[prâdre pari pur kòrbèj] (loc. géo. 91100.)
La langue surannée est parfois moqueuse, parfois coquine, parfois virile, mais jamais snob. Ce n’est pas son défaut aussi ne faudra-t-il pas lire avec des yeux modernes cette expression qui pourrait faire débat si elle était encore utilisée en nos jours start-upés.
Car admettez bien que vous le fîtes. Mais bien sûr que vous le fîtes. Puisque de Corbeil vous ne trimballez rien d’autre qu’une sombre vision de grands ensembles hostiles (il faut dire que les Tarterêts ne bénéficient pas du taux de Bisounours au mètre carré le plus élevé de France), vous vous dîtes que prendre Paris pour Corbeil ne peut être que la traduction de cette méprise de la capitale pour la lointaine banlieue.
Sachez que dans ce cas vous prendriez Paris pour Corbeil, précisément, ou feriez une grave erreur si vous préférez.
C’est la bataille pour Corbeil, en novembre 1562, qui donnera naissance à prendre Paris pour Corbeil, moquant l’erreur militaire des huguenots prosélytes échouant face aux troupes de Jacques d’Albon de Saint André défendant ses remparts, et tentant néanmoins de s’attaquer à Paris dans la foulée (où ils feront chou blanc jusqu’à ce que « Paris vaille bien une messe » quelques années plus tard, mais ceci est une autre histoire).

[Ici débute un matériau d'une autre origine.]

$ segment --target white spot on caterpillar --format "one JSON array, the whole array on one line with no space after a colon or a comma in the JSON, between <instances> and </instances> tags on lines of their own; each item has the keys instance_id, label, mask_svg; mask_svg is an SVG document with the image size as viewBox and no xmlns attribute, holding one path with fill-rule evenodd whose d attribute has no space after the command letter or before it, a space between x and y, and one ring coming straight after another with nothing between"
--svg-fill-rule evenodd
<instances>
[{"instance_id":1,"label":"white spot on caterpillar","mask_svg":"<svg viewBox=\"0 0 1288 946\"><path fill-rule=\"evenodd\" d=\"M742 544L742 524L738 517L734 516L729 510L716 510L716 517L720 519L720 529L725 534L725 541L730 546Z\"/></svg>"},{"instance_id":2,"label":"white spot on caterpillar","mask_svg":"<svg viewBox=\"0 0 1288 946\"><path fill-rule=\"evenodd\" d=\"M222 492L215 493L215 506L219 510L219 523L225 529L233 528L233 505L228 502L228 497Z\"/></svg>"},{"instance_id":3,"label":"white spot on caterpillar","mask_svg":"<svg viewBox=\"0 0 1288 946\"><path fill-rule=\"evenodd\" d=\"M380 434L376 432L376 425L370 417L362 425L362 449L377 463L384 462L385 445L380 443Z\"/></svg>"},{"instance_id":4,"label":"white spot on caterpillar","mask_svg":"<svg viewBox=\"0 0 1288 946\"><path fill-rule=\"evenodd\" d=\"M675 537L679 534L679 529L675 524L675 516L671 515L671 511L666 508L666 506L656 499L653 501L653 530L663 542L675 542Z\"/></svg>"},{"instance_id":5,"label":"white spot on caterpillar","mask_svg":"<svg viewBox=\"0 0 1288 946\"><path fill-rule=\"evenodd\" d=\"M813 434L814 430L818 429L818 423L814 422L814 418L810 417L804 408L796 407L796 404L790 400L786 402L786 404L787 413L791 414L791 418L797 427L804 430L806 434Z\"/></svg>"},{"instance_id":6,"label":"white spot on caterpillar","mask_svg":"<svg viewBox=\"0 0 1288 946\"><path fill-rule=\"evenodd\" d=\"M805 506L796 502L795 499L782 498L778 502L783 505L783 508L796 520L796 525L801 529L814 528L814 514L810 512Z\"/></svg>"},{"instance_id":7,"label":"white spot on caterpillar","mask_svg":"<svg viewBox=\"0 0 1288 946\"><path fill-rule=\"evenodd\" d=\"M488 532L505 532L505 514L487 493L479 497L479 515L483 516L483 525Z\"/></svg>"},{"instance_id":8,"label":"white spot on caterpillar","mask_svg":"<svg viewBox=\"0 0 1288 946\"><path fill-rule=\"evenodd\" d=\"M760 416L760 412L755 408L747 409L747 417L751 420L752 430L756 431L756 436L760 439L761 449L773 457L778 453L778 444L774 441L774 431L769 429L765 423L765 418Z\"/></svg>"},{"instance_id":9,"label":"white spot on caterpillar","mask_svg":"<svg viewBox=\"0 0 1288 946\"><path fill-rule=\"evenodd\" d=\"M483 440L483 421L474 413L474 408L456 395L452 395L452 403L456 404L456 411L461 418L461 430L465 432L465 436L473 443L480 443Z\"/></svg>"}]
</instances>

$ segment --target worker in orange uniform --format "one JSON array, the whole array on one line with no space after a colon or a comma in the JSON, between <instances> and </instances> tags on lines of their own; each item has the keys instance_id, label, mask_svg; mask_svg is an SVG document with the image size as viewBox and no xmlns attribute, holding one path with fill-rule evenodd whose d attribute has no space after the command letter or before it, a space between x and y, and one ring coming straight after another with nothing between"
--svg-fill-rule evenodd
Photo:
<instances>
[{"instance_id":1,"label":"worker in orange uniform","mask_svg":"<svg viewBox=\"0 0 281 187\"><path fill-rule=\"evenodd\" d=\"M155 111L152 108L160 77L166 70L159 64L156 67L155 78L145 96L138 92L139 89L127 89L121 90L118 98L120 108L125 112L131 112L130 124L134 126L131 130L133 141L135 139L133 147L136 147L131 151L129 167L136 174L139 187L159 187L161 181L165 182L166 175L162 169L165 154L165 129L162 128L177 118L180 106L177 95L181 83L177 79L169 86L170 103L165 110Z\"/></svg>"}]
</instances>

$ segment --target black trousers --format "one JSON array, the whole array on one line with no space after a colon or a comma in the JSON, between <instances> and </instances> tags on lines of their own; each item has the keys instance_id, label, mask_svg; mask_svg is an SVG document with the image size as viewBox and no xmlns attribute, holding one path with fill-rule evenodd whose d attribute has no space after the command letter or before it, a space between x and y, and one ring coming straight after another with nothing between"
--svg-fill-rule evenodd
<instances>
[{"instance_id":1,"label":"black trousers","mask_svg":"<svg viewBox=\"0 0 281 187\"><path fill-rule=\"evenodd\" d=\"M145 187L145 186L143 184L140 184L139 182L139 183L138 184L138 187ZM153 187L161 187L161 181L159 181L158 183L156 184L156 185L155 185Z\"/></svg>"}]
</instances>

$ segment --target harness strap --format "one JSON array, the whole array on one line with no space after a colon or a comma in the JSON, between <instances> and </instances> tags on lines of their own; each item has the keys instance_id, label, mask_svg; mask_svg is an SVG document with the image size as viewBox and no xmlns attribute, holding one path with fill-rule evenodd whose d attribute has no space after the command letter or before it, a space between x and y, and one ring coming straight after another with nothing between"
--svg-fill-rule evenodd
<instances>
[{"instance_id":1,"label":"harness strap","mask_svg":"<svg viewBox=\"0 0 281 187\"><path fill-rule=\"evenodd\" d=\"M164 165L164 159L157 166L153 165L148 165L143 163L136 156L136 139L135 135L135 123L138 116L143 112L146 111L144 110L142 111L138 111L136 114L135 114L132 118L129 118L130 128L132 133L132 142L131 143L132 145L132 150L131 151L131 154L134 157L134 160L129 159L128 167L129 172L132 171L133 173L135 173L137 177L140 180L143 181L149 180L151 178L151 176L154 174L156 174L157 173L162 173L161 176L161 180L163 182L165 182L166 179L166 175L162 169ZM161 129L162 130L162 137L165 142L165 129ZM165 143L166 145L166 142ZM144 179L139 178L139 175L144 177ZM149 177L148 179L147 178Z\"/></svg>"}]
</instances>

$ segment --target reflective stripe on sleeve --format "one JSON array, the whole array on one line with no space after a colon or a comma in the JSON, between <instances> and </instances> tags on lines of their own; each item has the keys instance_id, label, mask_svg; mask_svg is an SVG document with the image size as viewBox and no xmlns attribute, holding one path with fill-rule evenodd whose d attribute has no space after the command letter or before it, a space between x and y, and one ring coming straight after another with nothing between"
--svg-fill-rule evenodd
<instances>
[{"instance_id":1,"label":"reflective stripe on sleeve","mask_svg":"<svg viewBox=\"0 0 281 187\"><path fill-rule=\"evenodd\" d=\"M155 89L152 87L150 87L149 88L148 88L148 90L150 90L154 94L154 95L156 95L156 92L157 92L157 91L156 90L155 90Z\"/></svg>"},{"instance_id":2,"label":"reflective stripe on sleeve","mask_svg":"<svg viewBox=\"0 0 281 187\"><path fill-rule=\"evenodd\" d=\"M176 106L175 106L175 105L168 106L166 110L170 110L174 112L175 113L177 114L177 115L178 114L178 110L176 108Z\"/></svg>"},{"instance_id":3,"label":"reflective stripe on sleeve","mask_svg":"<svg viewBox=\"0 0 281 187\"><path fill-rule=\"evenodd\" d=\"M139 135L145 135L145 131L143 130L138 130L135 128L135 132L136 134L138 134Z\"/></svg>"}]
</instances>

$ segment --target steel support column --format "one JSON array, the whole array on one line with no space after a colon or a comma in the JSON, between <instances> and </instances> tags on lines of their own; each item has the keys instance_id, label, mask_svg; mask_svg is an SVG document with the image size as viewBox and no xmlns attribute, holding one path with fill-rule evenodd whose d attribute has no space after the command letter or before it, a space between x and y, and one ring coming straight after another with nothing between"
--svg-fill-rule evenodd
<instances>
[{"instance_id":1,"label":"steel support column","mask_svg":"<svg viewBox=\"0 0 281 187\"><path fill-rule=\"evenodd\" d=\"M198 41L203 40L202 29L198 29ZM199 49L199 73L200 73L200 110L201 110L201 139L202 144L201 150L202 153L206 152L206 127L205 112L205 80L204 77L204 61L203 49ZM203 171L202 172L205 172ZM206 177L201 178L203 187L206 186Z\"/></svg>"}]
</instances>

Il faut dire qu’en ce XVIᵉ siècle des guerres de religions on assaille à tout-va dans le royaume de France, prenant et reprenant des villes après en avoir occis la population du mauvais côté du goupillon; alors après Lyon, Rouen et Pithiviers, pourquoi pas Corbeil et puis Paris.
Prendre Paris pour Corbeil c’est donc faire boulette sur boulette avec l’idée que celle qui suit sera plus grosse que la précédente. Comme en 1562.

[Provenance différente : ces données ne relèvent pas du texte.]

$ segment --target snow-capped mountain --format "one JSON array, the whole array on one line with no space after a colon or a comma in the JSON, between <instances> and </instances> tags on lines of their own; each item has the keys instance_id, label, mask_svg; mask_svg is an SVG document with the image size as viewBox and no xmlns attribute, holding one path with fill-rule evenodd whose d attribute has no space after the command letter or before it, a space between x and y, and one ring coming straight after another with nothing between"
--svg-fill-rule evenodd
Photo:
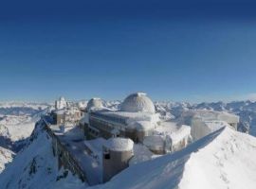
<instances>
[{"instance_id":1,"label":"snow-capped mountain","mask_svg":"<svg viewBox=\"0 0 256 189\"><path fill-rule=\"evenodd\" d=\"M229 103L174 103L174 102L156 102L156 111L166 119L176 119L182 112L188 110L212 110L227 112L240 116L239 130L256 136L256 102L252 101L234 101Z\"/></svg>"},{"instance_id":2,"label":"snow-capped mountain","mask_svg":"<svg viewBox=\"0 0 256 189\"><path fill-rule=\"evenodd\" d=\"M255 188L256 138L229 128L176 153L132 164L109 182L91 187L58 170L51 139L40 124L37 128L30 144L1 174L3 188Z\"/></svg>"},{"instance_id":3,"label":"snow-capped mountain","mask_svg":"<svg viewBox=\"0 0 256 189\"><path fill-rule=\"evenodd\" d=\"M29 141L1 174L1 188L84 188L84 183L69 171L59 171L51 139L45 131L35 129Z\"/></svg>"},{"instance_id":4,"label":"snow-capped mountain","mask_svg":"<svg viewBox=\"0 0 256 189\"><path fill-rule=\"evenodd\" d=\"M108 101L104 106L118 109L119 103ZM241 130L249 128L249 133L256 135L255 102L155 102L155 105L165 120L178 119L189 110L232 112L240 115ZM41 114L50 111L49 105L6 103L1 104L0 110L1 188L89 187L69 171L59 170L51 139L38 122ZM134 160L129 168L109 182L89 188L254 188L256 185L256 138L229 128L210 134L176 153L153 159L148 156L152 155L145 156L142 161Z\"/></svg>"}]
</instances>

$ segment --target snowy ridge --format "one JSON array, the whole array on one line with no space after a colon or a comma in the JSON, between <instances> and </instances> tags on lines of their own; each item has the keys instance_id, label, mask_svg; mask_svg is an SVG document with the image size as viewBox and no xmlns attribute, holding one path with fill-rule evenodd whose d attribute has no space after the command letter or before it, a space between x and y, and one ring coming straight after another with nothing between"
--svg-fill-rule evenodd
<instances>
[{"instance_id":1,"label":"snowy ridge","mask_svg":"<svg viewBox=\"0 0 256 189\"><path fill-rule=\"evenodd\" d=\"M225 128L181 151L131 166L96 188L252 189L254 157L256 138Z\"/></svg>"},{"instance_id":2,"label":"snowy ridge","mask_svg":"<svg viewBox=\"0 0 256 189\"><path fill-rule=\"evenodd\" d=\"M1 174L1 188L84 188L86 185L70 172L58 170L51 140L45 131L39 132L34 133L31 144Z\"/></svg>"}]
</instances>

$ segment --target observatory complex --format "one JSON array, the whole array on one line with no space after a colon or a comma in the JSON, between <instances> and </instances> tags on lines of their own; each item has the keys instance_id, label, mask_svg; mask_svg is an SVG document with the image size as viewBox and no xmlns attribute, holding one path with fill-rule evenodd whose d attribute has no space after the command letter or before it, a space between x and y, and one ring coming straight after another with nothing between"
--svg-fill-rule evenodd
<instances>
[{"instance_id":1,"label":"observatory complex","mask_svg":"<svg viewBox=\"0 0 256 189\"><path fill-rule=\"evenodd\" d=\"M104 104L92 98L82 106L61 97L42 119L59 167L90 185L108 181L134 160L144 159L137 147L147 154L173 153L223 126L236 129L239 122L235 115L210 111L187 112L179 120L166 121L145 93L128 95L115 110Z\"/></svg>"}]
</instances>

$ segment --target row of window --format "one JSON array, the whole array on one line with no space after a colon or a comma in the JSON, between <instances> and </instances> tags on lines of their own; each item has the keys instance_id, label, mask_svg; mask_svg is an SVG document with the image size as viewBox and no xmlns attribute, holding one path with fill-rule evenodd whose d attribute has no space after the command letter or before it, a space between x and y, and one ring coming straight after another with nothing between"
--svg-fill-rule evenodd
<instances>
[{"instance_id":1,"label":"row of window","mask_svg":"<svg viewBox=\"0 0 256 189\"><path fill-rule=\"evenodd\" d=\"M105 115L105 114L101 114L99 112L91 112L91 115L105 119L105 120L109 120L109 121L113 121L116 123L119 123L122 125L126 125L125 119L124 118L120 118L120 117L113 117L113 116L109 116L109 115Z\"/></svg>"}]
</instances>

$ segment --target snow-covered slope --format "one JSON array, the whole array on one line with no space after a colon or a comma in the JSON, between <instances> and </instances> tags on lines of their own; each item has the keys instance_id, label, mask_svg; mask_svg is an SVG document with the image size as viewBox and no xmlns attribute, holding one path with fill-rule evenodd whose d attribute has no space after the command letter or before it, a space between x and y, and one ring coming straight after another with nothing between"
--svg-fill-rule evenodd
<instances>
[{"instance_id":1,"label":"snow-covered slope","mask_svg":"<svg viewBox=\"0 0 256 189\"><path fill-rule=\"evenodd\" d=\"M6 165L10 163L15 154L9 149L0 147L0 173L5 170Z\"/></svg>"},{"instance_id":2,"label":"snow-covered slope","mask_svg":"<svg viewBox=\"0 0 256 189\"><path fill-rule=\"evenodd\" d=\"M0 103L0 146L18 151L30 136L41 114L49 105L36 103Z\"/></svg>"},{"instance_id":3,"label":"snow-covered slope","mask_svg":"<svg viewBox=\"0 0 256 189\"><path fill-rule=\"evenodd\" d=\"M256 185L256 138L221 129L182 151L135 164L92 188L247 188Z\"/></svg>"}]
</instances>

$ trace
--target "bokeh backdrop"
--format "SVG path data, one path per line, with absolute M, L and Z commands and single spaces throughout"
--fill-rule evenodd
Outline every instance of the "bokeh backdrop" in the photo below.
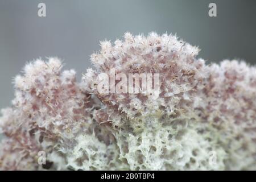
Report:
M 46 17 L 38 5 L 46 4 Z M 217 4 L 217 16 L 208 16 Z M 254 0 L 0 0 L 0 108 L 10 106 L 11 83 L 28 61 L 58 56 L 77 77 L 91 66 L 99 42 L 155 31 L 177 34 L 199 57 L 256 60 Z

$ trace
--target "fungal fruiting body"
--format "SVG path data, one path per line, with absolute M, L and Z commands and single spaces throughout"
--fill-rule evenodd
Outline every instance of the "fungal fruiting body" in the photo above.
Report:
M 13 105 L 0 118 L 0 169 L 256 169 L 255 67 L 206 65 L 197 47 L 154 32 L 101 47 L 80 82 L 56 58 L 16 77 Z M 113 69 L 127 78 L 158 74 L 158 97 L 99 92 L 101 74 L 111 77 Z M 38 162 L 40 151 L 48 165 Z

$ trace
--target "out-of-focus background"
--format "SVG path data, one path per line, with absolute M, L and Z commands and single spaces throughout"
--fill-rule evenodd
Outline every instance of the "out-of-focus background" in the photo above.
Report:
M 46 5 L 46 17 L 38 5 Z M 217 16 L 208 15 L 217 4 Z M 0 0 L 0 108 L 10 106 L 13 77 L 24 64 L 58 56 L 77 77 L 99 42 L 155 31 L 177 33 L 210 61 L 256 60 L 255 0 Z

Le 9 août 1951 les deux communes de Corbeil et Essonnes fusionnent pour donner Corbeil-Essonnes. Prendre Paris pour Corbeil, pourtant vieille de quatre cents ans, devient instantanément surannée. Pithiviers essayera un moment de récupérer tout le bénéfice de l’expression en diffusant prendre Paris pour Pithiviers, mais le coup de force échouera et Pithiviers demeurera un gâteau en pâte feuilletée sec comme les couilles à Taupin.
Surgira prendre le RER D de Paris pour Corbeil dès la création du Réseau Express Régional en 1987, annihilant cette fois toute possibilité de retour des limbes surannés de prendre Paris pour Corbeil.
L’étourderie navrante et entêtée, le plantage magistral, le fourvoiement droit dans le mur ne trouveront plus de synonyme, laissant Corbeil-Essonnes à son sort moderne de ville à snober.